Monday, June 04, 2012

Learning Munchkins

The kids loved the game Munchkins.  Several years ago they arm-twisted invited me to join them.  "Oh, it's easy, Mom.  It's not like those strategy games you don't like.  You can learn this!"

So we sat down to play.  They were trying to teach me.  But there was all this stuff about elves and ogres and trolls and different kinds of characters -- vocabulary that wasn't part of my daily life, that's for sure.  I remember how the kids patiently explained the rules, the cards, the characters.  I remember how they patiently walked me through the game, as a big sister might do for the 3-yr-old who's learning to play Candyland. 

And it made no sense.

Granted, at that point, things were a wee bit stressful in life.  And this was too much.  I didn't understand anything they were telling me.  Not about how the game worked.  Nor about the kinds of creatures that were part of the game.  Nothing.  I ended up putting my head down on the table and crying.  I thought my head would explode with all the details that were a jumble in my brain. 

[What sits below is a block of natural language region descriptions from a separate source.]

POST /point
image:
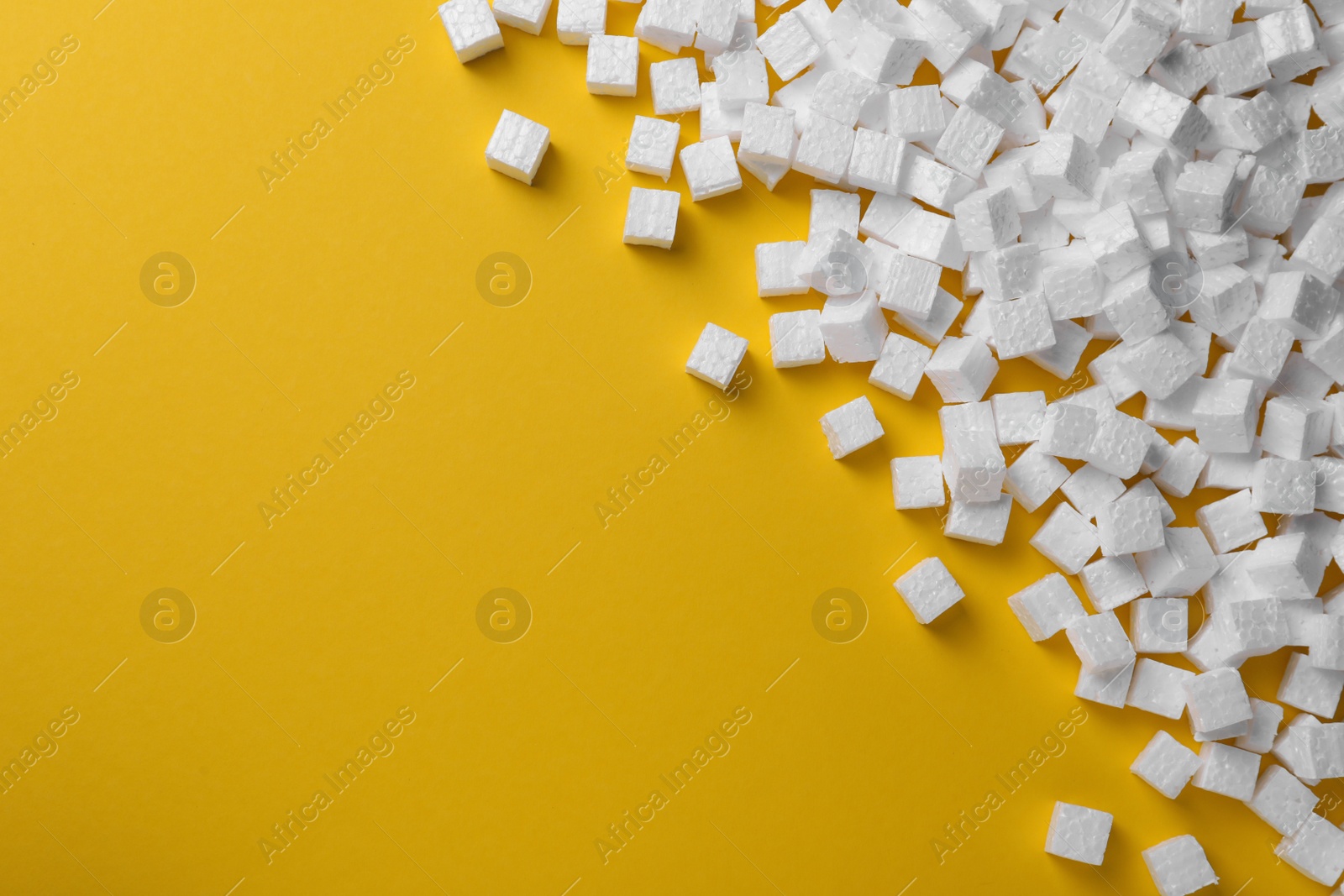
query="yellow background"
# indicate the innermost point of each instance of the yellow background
(312, 633)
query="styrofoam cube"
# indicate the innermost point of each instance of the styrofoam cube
(796, 338)
(900, 365)
(710, 168)
(1046, 606)
(651, 217)
(929, 590)
(1179, 867)
(1166, 765)
(717, 356)
(470, 29)
(917, 483)
(1079, 833)
(851, 426)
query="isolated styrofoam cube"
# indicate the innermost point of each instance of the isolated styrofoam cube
(1159, 688)
(651, 217)
(717, 356)
(1179, 867)
(979, 521)
(1046, 606)
(1159, 625)
(917, 483)
(1316, 849)
(517, 147)
(470, 29)
(1281, 799)
(675, 85)
(1079, 833)
(1166, 765)
(652, 145)
(851, 426)
(1112, 582)
(900, 365)
(929, 590)
(796, 338)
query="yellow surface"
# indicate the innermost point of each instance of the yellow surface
(691, 606)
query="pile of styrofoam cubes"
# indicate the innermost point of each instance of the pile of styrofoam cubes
(1160, 210)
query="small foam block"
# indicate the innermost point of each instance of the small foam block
(851, 426)
(524, 15)
(613, 65)
(652, 145)
(1179, 867)
(853, 327)
(578, 20)
(651, 217)
(1166, 765)
(900, 365)
(929, 590)
(917, 483)
(1159, 688)
(1066, 537)
(1160, 625)
(470, 27)
(517, 147)
(1046, 606)
(1079, 833)
(796, 338)
(1316, 849)
(1281, 799)
(1305, 687)
(717, 356)
(1229, 772)
(979, 521)
(1218, 700)
(790, 46)
(961, 369)
(675, 85)
(710, 168)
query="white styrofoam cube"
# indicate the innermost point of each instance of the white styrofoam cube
(1079, 833)
(517, 145)
(470, 29)
(717, 356)
(1046, 606)
(651, 217)
(917, 483)
(851, 426)
(710, 168)
(1179, 867)
(929, 590)
(1166, 765)
(796, 338)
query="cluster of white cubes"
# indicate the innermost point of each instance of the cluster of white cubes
(1132, 175)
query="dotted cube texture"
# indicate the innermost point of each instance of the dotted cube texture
(851, 426)
(929, 590)
(517, 147)
(1166, 765)
(717, 356)
(651, 217)
(1079, 833)
(1179, 867)
(470, 27)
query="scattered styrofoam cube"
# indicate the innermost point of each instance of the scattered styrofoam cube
(851, 426)
(929, 590)
(1079, 833)
(717, 356)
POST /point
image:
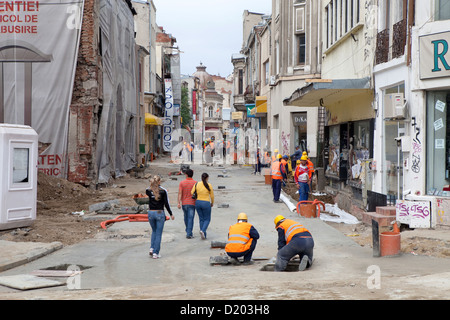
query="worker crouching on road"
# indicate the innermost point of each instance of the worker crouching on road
(242, 238)
(293, 239)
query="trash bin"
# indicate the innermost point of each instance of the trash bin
(18, 176)
(390, 243)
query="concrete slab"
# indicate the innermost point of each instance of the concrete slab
(28, 282)
(18, 253)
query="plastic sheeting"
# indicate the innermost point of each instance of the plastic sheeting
(338, 215)
(38, 52)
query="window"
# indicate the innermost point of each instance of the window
(266, 72)
(341, 17)
(438, 144)
(241, 82)
(21, 158)
(211, 112)
(301, 47)
(442, 10)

I think I spent an hour lying on my bed and crying, distraught that I was simply unable to comprehend.  "What's happened to my mind?  I used to be able to do anything I determined to do.  This is just a game.  A game that kids can play.  And it's entirely beyond me!"

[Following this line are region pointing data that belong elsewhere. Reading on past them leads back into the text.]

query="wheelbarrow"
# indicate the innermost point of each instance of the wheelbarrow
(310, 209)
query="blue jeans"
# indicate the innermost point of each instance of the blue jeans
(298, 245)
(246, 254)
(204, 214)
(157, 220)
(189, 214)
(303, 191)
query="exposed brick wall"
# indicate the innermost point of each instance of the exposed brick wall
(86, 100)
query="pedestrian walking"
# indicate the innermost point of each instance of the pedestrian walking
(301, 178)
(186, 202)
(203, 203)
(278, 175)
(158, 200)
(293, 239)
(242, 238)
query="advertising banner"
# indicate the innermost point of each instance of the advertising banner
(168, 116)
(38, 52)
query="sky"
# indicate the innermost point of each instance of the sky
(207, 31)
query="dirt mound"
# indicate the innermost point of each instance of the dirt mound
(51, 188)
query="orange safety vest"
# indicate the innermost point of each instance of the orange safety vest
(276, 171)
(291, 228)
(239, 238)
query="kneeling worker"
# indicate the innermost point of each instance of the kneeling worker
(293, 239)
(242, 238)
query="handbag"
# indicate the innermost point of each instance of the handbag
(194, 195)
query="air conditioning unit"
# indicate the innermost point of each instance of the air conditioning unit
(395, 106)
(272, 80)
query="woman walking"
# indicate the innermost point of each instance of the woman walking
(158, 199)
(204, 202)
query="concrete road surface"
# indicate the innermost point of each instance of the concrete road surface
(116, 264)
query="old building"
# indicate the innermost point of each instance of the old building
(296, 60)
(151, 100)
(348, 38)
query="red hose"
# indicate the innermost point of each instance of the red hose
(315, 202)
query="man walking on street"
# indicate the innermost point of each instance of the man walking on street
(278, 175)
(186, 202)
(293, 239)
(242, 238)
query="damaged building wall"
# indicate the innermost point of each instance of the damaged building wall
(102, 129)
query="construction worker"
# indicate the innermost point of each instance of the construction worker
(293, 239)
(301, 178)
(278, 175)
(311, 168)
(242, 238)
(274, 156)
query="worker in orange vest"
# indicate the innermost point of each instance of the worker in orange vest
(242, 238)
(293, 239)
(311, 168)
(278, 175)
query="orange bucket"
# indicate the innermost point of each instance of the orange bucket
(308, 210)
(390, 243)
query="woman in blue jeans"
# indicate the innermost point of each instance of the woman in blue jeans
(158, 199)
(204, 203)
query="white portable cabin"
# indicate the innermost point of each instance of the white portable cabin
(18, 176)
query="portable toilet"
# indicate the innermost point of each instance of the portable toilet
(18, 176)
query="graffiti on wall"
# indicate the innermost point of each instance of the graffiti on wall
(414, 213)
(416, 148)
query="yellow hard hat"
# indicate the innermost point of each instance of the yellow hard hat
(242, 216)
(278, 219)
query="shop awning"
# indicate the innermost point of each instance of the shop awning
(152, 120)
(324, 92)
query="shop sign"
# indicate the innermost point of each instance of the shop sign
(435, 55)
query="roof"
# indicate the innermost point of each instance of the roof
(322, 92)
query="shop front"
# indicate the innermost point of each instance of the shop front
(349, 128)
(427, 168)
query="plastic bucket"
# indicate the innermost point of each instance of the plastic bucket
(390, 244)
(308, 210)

We moved.  Things have become more stable.  A year ago, I was capable of learning the procedures at work.  Even in the upheaval of moving, I managed (eventually) to learn where the foil and the mixing bowls were tucked away in the new kitchen.  This past Christmas, Matt & Rachel bought our family a cool board game that I enjoyed playing.  It is conceivable (!) that I might be able to learn Munchkins now. 

But I don't know to.  The memories are bad.  The fear of failure remains.

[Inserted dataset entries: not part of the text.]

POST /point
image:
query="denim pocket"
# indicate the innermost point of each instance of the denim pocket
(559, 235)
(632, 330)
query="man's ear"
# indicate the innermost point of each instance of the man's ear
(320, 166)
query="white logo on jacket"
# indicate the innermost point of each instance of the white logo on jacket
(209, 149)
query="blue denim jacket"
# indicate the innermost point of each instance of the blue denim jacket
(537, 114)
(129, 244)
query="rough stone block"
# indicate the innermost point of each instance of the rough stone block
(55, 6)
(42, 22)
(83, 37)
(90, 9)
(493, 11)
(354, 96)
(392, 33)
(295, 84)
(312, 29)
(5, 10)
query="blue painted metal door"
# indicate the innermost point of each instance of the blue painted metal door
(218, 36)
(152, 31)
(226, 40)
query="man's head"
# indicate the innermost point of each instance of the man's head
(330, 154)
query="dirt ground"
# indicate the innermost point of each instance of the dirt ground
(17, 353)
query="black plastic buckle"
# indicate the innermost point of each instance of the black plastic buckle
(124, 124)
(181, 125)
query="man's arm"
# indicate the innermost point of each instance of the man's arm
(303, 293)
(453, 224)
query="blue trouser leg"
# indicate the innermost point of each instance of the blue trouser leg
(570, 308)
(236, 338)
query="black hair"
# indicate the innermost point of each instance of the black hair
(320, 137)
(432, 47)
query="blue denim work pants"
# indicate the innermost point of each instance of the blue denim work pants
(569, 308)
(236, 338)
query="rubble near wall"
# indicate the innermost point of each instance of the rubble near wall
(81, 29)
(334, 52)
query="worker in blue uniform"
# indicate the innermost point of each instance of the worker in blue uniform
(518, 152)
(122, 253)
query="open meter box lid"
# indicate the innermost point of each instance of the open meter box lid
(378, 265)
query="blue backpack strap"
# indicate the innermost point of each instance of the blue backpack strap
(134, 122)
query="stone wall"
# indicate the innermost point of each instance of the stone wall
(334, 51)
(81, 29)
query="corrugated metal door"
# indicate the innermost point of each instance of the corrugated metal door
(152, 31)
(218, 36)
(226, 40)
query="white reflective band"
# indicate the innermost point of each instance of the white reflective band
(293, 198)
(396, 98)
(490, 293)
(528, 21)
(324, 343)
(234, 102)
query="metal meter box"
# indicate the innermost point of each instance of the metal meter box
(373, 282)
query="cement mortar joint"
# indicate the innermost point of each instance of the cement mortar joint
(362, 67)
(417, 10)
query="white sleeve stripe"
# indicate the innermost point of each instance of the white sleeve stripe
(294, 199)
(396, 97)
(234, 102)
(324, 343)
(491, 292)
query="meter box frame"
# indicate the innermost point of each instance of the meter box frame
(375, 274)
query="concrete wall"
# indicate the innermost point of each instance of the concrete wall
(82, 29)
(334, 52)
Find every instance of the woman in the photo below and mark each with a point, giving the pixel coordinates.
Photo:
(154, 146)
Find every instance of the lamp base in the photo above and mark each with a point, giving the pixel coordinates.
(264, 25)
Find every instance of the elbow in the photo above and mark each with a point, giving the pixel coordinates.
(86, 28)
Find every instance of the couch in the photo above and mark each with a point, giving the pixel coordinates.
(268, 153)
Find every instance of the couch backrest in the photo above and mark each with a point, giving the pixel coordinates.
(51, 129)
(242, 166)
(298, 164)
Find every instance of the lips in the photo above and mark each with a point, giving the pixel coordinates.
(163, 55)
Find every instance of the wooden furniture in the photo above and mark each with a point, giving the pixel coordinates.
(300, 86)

  1. Honestly, that game has a tough learning curve. Once you get it it's easy enough, but getting there is--in my opinion--difficult and very confusing. It took me a number of games over several years to actually understand what was going on.

  2. This reminds me of my experience of trying to study French with our two older kids a few years ago. Even though I took French in college, it got to a point that I just could not continue studying with them. I felt like a moron in "class" (taught by my husband) and was constantly on the verge of tears. I finally had to quit. Now my husband is talking about starting our youngest in a few years and wondering if I am ready to try again and the mere thought makes me nervous. On the one hand maybe some things have changed and I'll be able to handle it. On the other hand, maybe I'll discover that my brain is more feeble than ever . . . .

  3. Maggie, it helps to know that you found it not-super-easy to learn too. And yes, Cheryl, I remember the story of your French lessons.